Tennessee’s broadband deployment is getting a leg up with expanded funding from the American Rescue Plan (ARP). The Tennessee Department of Economic and Community Development (ECD) will award up to $400 million to service providers for broadband infrastructure projects.
All entities authorized to provide broadband in the state are eligible to receive funding, said Taylre Beaty, state broadband director for the Tennessee ECD, at a Fiber Broadband Association webinar today.
The entities can be solely broadband providers to Tennessee, or they can include nationwide coverage.
ECD began accepting project applications in January, and broadband providers have until March 15 to submit applications for funding requests. Projects are expected to be completed within a three-year deadline. The additional funding has allowed ECD to remove its maximum request amount for grants, which was previously $2 million.
Broadband infrastructure projects are required to provide minimum speeds of 100/20 Mbps, in accordance with the U.S. Treasury’s Final Rule on ARP funding, which takes effect on April 1. The Final Rule also stipulates that grantees are now required to participate in the Federal Communication Commission’s (FCC’s) Affordable Connectivity Program (ACP), which provides discounted internet service to qualifying low-income households.
Areas in Tennessee that have coverage below 25/3 Mbps and 10/1 Mbps, which are considered “severely underserved,” will be given priority for funding.
“We recognize that 25/3 Mbps is not good internet,” said Beaty. “We want to make sure we are adapting to both technology and industry standards.”
Tennessee kickstarted its plans for state broadband enhancement with the passage of the Tennessee Broadband Accessibility Act (TBAA) in 2017. TBAA’s goal was to provide grant funding over a three-year period to provide coverage in the state’s unserved and underserved areas.
In 2018, Tennessee received $10 million more in state funding, followed by $20 million in 2020 from the Coronavirus Aid, Relief, and Economic Security (CARES) Act.
Tennessee was also among several states to receive a portion of a $119 million loan from the U.S. Department of Agriculture (USDA) in 2021. The USDA’s goal is to boost rural infrastructure projects.

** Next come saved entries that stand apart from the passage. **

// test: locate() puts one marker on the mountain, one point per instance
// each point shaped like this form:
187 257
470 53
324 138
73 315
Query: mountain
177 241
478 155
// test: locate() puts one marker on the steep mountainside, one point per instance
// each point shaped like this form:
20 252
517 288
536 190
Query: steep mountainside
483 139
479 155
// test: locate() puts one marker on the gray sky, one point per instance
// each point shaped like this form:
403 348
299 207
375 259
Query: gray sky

Under the Infrastructure Investment and Jobs Act (IIJA), which was signed into law last November, Tennessee will also receive a minimum of $100 million to help provide broadband access to about 420,000 residents who currently lack coverage.
“In the past three years, ECD has used both federal and state funding to make broadband service available to 140,000 Tennessee residents in 64 counties,” Beaty said. These 64 counties are currently designated as Broadband Ready Communities (BRC), areas that have enacted ordinances to facilitate the deployment of broadband.

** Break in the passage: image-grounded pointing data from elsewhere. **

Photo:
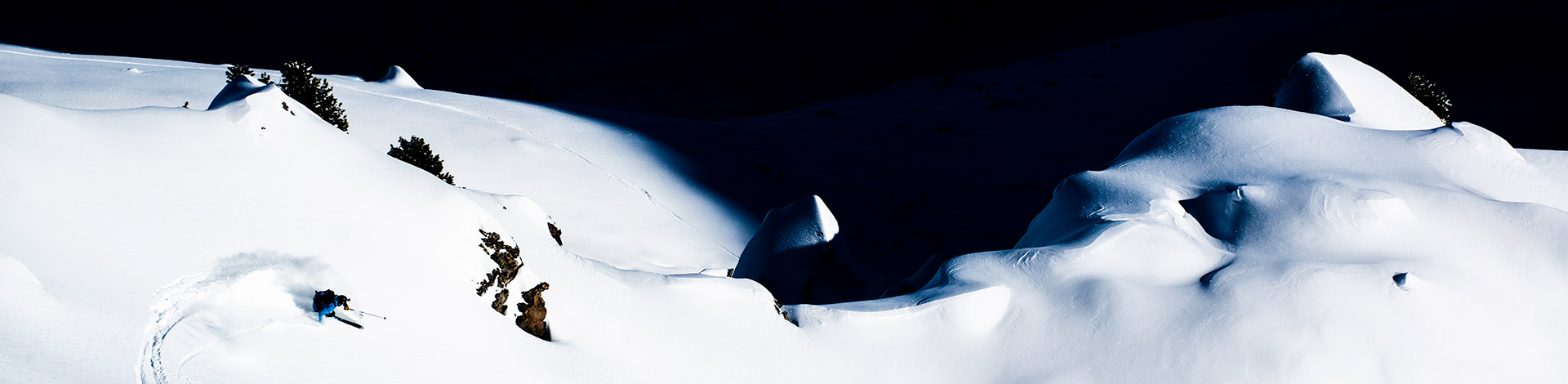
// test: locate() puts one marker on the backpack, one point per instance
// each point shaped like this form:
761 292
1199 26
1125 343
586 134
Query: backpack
325 300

ECD is also partnering with mapping vendor Connected Nation to create a detailed map of the state’s broadband coverage. The map will help ECD and state legislature make informed funding decisions. Beaty said that a drafted map will be available for public comment sometime this spring.
“Broadband is a key driver for Tennessee’s economic development,” Beaty concluded. “We want to create an environment for long-term digital adoption and literacy.”